I am the youngest child in my family and not by a small amount.  My sisters, who are ten and twelve years older than me, taught me a lot about life.  Sometimes, they taught me with instruction or lectures.  Sometimes, I learned by watching them fail.  People have always said I was “wise for my age.” What they didn’t realize is that was because I always hung around with older people and learned through them.

Wisdom isn’t inherent; in other words nobody is born wise.  You can be born with an ability to learn quickly or to apply what you’ve learned.  You can be born with a sense for interpersonal skills or athleticism, but you cannot be born with wisdom.

Wisdom is imparted; in other words, wisdom is gifted and given to us by someone or something else.  You can be smart and have all sorts of ideas without wisdom.  A person can have an unlimited amount of opinions all on their own, but wisdom is learning when and how to share those thoughts and opinions.  Wisdom is developing a sense of what the consequences are of certain decisions.  Wisdom is the ability to make choices that bring about the intended results without harming others.

Wisdom is the opposite of folly. Folly is making choices and decisions based on the moment rather than what is truly beneficial.  Making decisions based on my emotions, cravings, yearnings or even needs can appear wise or seem right, but, more often than not, will lead to longer term consequences.  Similarly, wisdom might seem foolish in the moment, but will often bring about long term results.

As a simplistic example, consider watering a plant.  Someone who is smart might determine they can water the plant once a month if they put enough water on it at once.  This would lessen the work load and ensure you don’t miss a day.  Wisdom will help that person water as the plant needs, not as they desire.

Our walk with God is similar.  Folly is when we form opinions about God or what is right and wrong without ever learning or listening.  Wisdom is imparted by God in His Holy Word and gifted from others and their experiences.  We will have all sorts of opinions and ideas; some might be good, but most are uninformed folly.  God says humility is the beginning of wisdom. (Proverbs 11:2.)  Are you willing to admit your ideas may be wrong or under informed?
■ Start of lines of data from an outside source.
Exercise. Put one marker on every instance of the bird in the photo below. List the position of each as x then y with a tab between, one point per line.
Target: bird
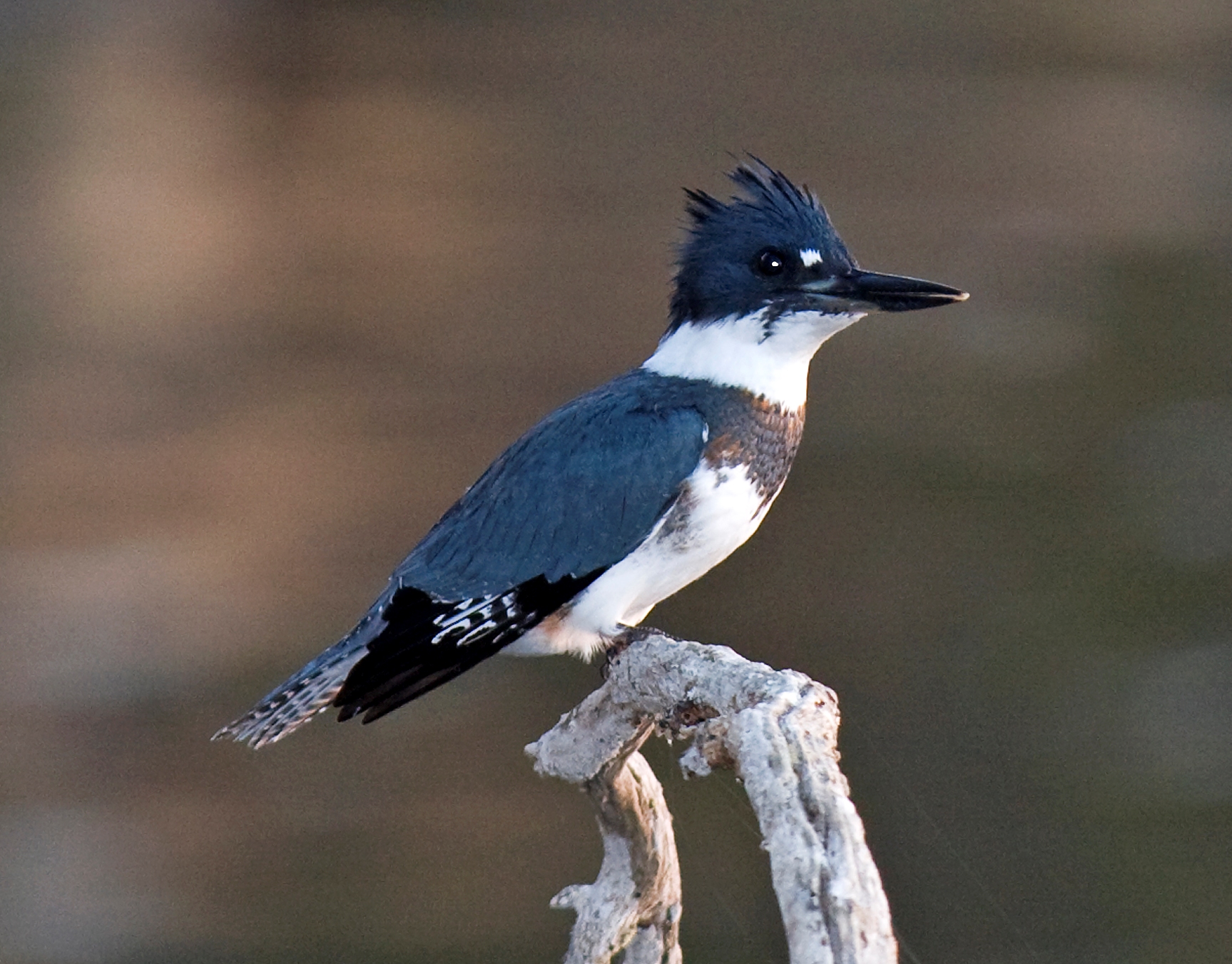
630	492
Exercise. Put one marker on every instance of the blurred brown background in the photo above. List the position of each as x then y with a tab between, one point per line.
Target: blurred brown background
278	281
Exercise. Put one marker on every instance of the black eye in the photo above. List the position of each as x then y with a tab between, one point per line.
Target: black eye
770	262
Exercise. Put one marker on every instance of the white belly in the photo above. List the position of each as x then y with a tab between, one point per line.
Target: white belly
717	512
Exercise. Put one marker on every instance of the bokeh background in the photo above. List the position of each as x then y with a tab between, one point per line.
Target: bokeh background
278	281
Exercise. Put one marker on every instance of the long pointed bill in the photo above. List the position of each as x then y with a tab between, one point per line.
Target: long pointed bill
871	291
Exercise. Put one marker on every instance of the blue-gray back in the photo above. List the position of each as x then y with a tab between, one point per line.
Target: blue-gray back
574	494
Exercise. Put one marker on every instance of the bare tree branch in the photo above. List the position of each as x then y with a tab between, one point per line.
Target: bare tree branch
779	731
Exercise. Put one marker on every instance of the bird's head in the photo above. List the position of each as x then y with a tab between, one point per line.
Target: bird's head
773	250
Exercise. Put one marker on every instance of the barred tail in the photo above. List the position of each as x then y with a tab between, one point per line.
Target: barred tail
307	693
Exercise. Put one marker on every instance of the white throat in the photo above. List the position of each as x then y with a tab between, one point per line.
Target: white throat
740	352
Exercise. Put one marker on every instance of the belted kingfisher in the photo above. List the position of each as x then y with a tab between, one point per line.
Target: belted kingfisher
630	492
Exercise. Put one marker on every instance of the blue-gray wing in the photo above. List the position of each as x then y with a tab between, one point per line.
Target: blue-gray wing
573	496
569	499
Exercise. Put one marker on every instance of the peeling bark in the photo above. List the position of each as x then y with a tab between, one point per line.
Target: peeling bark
779	733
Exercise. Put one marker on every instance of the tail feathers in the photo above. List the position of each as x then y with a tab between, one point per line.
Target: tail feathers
408	645
428	642
303	696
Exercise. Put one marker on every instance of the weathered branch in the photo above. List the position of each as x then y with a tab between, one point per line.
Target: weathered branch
779	731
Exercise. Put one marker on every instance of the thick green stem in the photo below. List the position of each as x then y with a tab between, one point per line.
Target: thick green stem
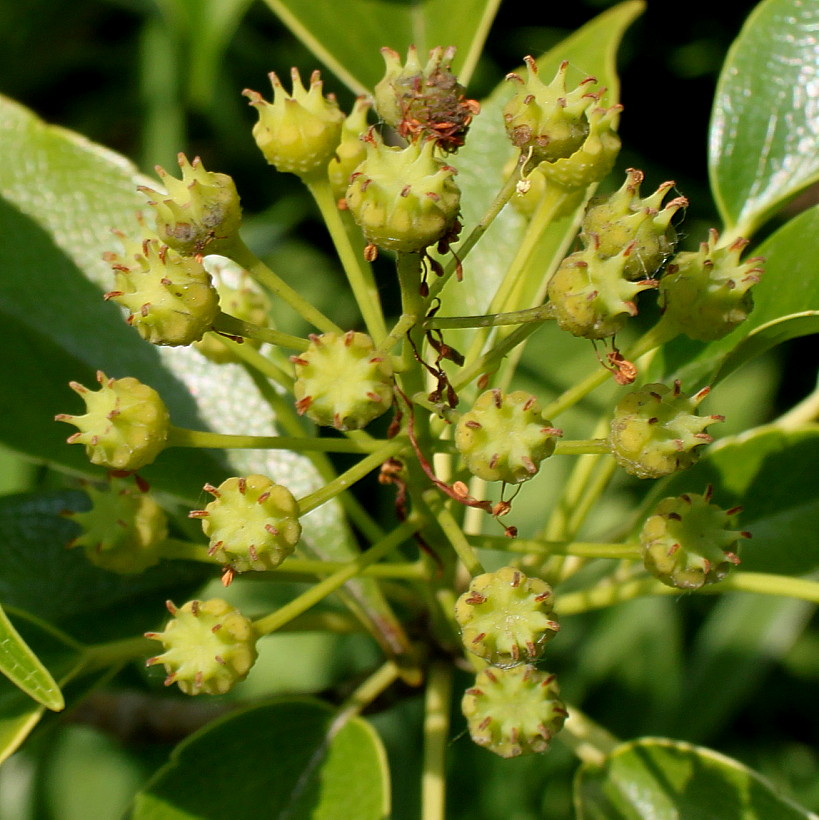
436	739
274	621
515	317
489	360
575	492
243	256
546	209
413	306
285	415
503	196
259	362
180	437
358	271
594	446
573	603
583	549
456	537
366	693
179	550
231	326
587	739
349	477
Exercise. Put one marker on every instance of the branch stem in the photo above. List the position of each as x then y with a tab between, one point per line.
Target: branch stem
181	437
274	621
359	273
436	738
243	256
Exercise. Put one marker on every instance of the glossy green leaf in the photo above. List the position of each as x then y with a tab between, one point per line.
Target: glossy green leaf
591	50
63	588
347	38
764	143
60	195
24	669
19	714
669	780
743	636
292	760
771	473
786	305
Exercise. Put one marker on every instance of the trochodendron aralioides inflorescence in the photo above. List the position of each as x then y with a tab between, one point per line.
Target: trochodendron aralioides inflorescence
434	401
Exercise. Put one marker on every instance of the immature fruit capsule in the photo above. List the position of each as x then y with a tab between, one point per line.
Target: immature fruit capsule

If not, you will never be wise.

The ability to remain humble comes from confidence in the Lord.  A person who cannot be wrong finds security and meaning in themselves and who they are.  This is the heart of folly.  Each of us are frequently wrong, even in areas we consider ourselves to be an “expert.”  Wisdom admits our failures; folly denies them.  I want to invite you to step into wisdom and listen more than we speak, to observe and ask more than we inform; to seek truth in the only place that speaks it fully and clearly… the Word of God and apply those truths in every moment.